The system does not rely on the model remembering. It injects what it knows, scores whether the response used it, and adjusts for the next turn.
Working Memory
Context is organized into typed, immutable regions:
| Region | Contents |
|---|---|
| Core | System instructions, constraints |
| Persona | RICE definition, voice patterns |
| Context | User profile, session state |
| History | Conversation turns (compressed) |
| Reasoning | Internal monologue, planning |
| Web context | Search results (when triggered) |
| Capsule context | Domain-specific knowledge packs |
| Summary | Compressed prior conversation |
Four-Layer Filtering Pipeline
Raw context is noisy. The filtering pipeline reduces it to signal:
Provider Activation
Selects which context providers fire based on detected intent. Not every turn needs every context source.
Remote Relevance Scoring
A lightweight model scores relevance. Raw context reduces to a focused signal for the current turn.
Sanitization
Strips injection patterns, suspicious code blocks, and clamps blocks exceeding size limits.
Focus Compression
Compresses filtered context to a single targeting directive: what the model should focus on for this specific turn.
Cognitive Pipeline
Each turn runs through a six-step reasoning pipeline:
Detect Intent
Identifies intent, topics, and confidence level.
Internal Monologue
Surfaces assumptions, questions, and risks before responding.
Plan Context Retrieval
Determines which providers to query and what to look for.
Plan Response
Sets tone, structure, and key points.
Generate Response
Produces the final output using persona + context.
Summarize
Compresses conversation history when it exceeds capacity.
Context Packs
A context pack is the unit of composability. Each pack declares:
Providers
Where the data comes from: APIs, knowledge bases, search indexes.
Access Rules
Who can use it, under what conditions, with what permissions.
Capabilities
What it enables the persona to do: answer medical questions, check order status, recommend products.
Cache Policies
TTL, invalidation triggers, freshness requirements.
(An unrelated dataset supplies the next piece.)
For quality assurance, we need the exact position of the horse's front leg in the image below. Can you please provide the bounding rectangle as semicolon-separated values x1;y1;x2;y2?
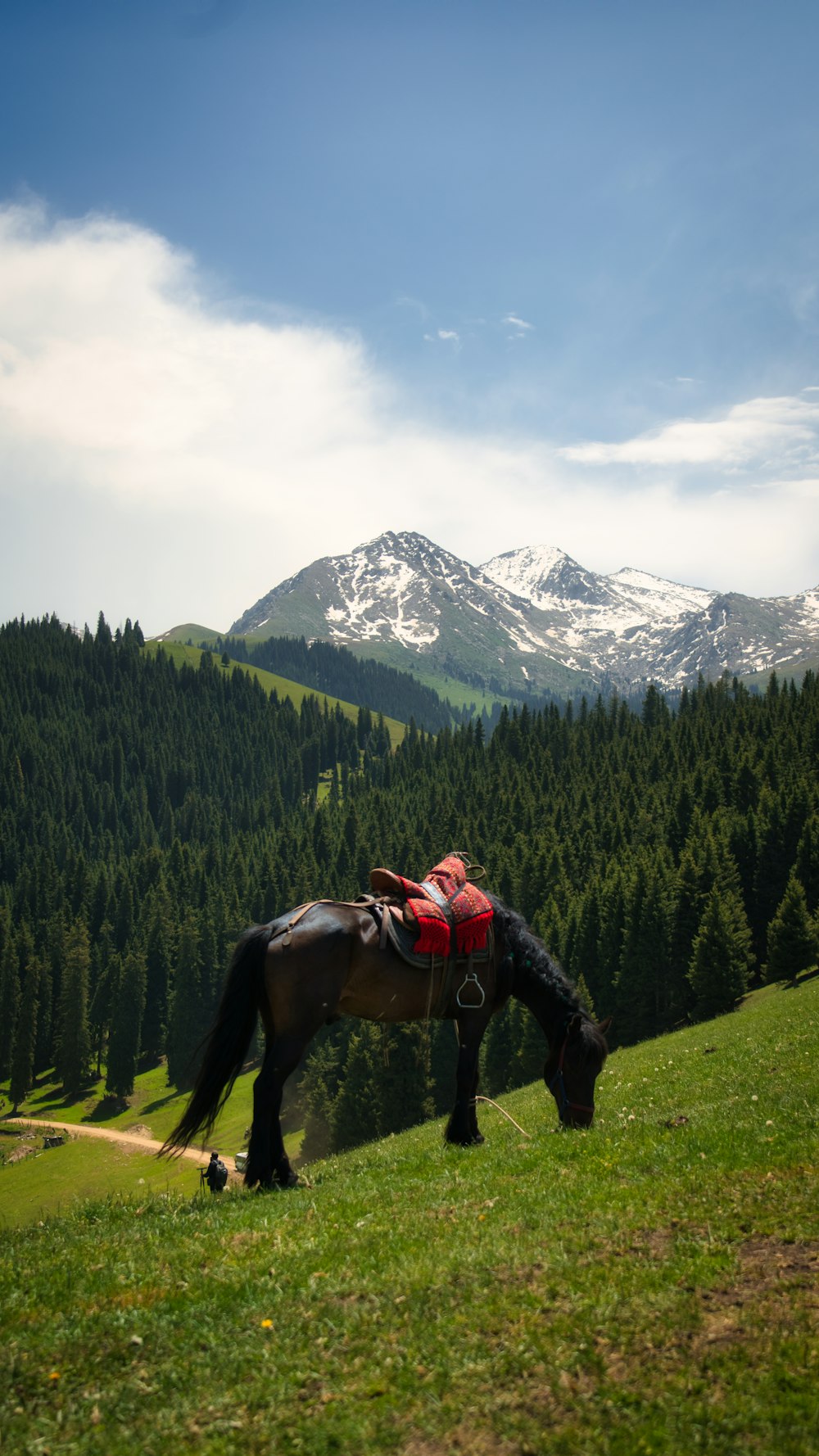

Vertical specialization is composition. A healthcare persona is: RICE definition + patient chart pack + medications pack + lab results pack + clinical guidelines pack.
Scoring context usage
Context Fidelity Score (CFS) measures the gap between stored and applied context. It catches the case where the system injects context but the model ignores it: "knows but doesn't use."
Prompt Assembly
Six layers compose the final prompt sent to the LLM:
| Layer | Purpose |
|---|---|
| RICE base | Persona definition and constraints |
| Style modifier | Adjustments based on EQ assessment |
| Conversation context | Injected facts, session state |
| Deflection override | Prevents off-topic drift |
| Goal steering | State-appropriate steering prompts |
| Search context | Web or capsule results (when triggered) |
Each layer is independently testable. The assembled prompt is logged for auditability.